Model Submission
- Download the test set for a dataset (a single text file with one article per line):
CNN/Daily Mail,
XSum,
Webis TL;DR
- Generate summaries from your model in the exact order to avoid alignment errors with hosted models.
- Send us the output file with summaries (a single text file with one summary per line) to
shahbaz.syed[at]uni-leipzig.de or tariq.yousef[at]uni-leipzig.de.
Automatic Metrics
Summary Length: It is the number of words in the summary.

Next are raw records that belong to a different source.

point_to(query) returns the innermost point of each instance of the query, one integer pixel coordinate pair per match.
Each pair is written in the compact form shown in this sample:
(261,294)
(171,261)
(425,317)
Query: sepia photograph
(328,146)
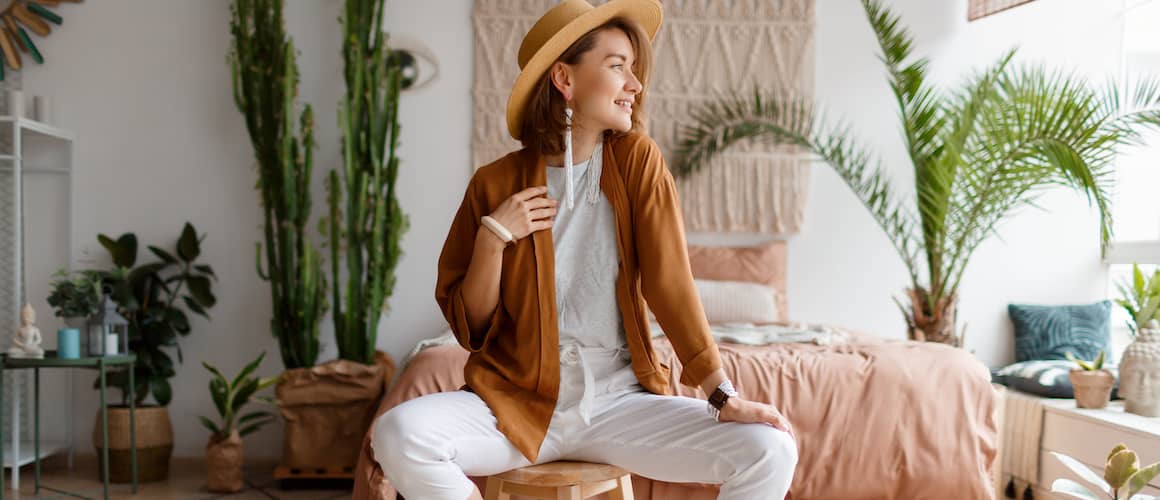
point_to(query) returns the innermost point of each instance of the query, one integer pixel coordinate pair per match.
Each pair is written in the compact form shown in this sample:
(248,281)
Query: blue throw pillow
(1048,332)
(1046,378)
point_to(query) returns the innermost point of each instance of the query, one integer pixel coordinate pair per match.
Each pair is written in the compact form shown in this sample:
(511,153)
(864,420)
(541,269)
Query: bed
(875,418)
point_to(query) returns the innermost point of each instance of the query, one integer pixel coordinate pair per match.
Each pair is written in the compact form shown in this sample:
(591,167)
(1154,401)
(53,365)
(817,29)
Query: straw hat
(557,30)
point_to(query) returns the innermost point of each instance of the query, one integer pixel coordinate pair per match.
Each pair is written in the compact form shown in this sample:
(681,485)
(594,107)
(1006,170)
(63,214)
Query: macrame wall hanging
(704,49)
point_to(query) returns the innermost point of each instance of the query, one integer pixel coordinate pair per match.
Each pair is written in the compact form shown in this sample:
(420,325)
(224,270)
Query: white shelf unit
(36,214)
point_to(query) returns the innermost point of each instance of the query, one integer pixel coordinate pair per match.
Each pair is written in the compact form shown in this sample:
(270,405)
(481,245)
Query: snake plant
(265,88)
(230,396)
(1123,478)
(978,152)
(1087,366)
(1140,298)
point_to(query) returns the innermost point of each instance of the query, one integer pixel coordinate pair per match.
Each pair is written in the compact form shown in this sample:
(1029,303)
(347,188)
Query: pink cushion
(763,263)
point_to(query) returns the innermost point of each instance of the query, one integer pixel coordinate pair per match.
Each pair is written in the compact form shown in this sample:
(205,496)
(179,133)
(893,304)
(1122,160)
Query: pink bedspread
(875,419)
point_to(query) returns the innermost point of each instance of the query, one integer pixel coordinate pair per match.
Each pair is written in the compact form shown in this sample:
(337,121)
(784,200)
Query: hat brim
(646,13)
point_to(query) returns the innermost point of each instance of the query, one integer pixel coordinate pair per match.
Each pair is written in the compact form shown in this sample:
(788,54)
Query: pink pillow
(762,263)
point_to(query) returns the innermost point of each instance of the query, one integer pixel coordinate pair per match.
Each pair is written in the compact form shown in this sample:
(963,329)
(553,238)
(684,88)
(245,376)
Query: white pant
(428,446)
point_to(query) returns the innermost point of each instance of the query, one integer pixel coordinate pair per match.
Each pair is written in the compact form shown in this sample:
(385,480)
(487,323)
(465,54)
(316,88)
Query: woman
(543,279)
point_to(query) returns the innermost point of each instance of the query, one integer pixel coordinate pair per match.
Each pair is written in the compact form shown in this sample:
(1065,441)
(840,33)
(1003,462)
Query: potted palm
(977,152)
(157,299)
(1123,478)
(1092,382)
(224,454)
(328,408)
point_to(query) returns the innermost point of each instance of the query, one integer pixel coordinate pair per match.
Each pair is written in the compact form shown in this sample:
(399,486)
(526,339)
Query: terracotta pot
(224,456)
(154,443)
(1093,389)
(327,410)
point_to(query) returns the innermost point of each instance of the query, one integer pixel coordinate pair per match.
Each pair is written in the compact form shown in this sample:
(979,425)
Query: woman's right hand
(527,211)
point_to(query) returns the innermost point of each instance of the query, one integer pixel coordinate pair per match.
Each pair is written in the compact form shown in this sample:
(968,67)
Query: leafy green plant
(368,229)
(75,295)
(265,86)
(231,396)
(977,153)
(1087,366)
(1123,477)
(154,297)
(1140,298)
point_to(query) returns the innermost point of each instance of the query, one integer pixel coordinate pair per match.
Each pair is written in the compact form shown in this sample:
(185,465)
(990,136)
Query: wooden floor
(187,482)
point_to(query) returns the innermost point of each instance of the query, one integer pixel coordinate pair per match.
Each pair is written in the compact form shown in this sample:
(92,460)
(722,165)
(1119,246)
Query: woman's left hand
(738,410)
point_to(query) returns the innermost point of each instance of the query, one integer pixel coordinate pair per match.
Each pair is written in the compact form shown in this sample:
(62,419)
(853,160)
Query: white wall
(145,86)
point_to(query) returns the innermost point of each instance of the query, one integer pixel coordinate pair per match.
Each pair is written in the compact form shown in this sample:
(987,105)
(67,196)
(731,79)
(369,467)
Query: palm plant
(977,153)
(367,231)
(265,86)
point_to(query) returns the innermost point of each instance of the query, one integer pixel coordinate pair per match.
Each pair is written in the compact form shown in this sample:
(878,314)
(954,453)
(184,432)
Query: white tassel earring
(567,156)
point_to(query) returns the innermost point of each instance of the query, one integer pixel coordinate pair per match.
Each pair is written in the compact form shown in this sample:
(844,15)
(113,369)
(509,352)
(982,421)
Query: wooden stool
(562,480)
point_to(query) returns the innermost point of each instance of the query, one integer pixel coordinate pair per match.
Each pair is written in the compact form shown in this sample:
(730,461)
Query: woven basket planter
(154,443)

Novelty: It is the percentage of summary words that are not in
the document.
Compression Ratio: It is the word ratio between the article and
the summary.
Factual Consistency: We compute this on two levels inspired by
Nan et.al,
2021.
- Entity-level: the
percentage of named entities in the summary that are found in the document. We also match
partial entities to their longer counterparts from the document if they share parts of the
entity.
- Relation-level: the
percentage of relations (extracted using
Stanford OpenIE) in the summary that are found in the
document.
Since we consider reference also a model, we only compute the precision with respect to the
source document.
N-gram Abstractiveness:
We compute the n-gram abstractiveness upto 4-grams following
Gehrmann et al., 2019. It is the normalized score for novelty that tracks parts of a summary that are already among the n-grams it has in common with the document.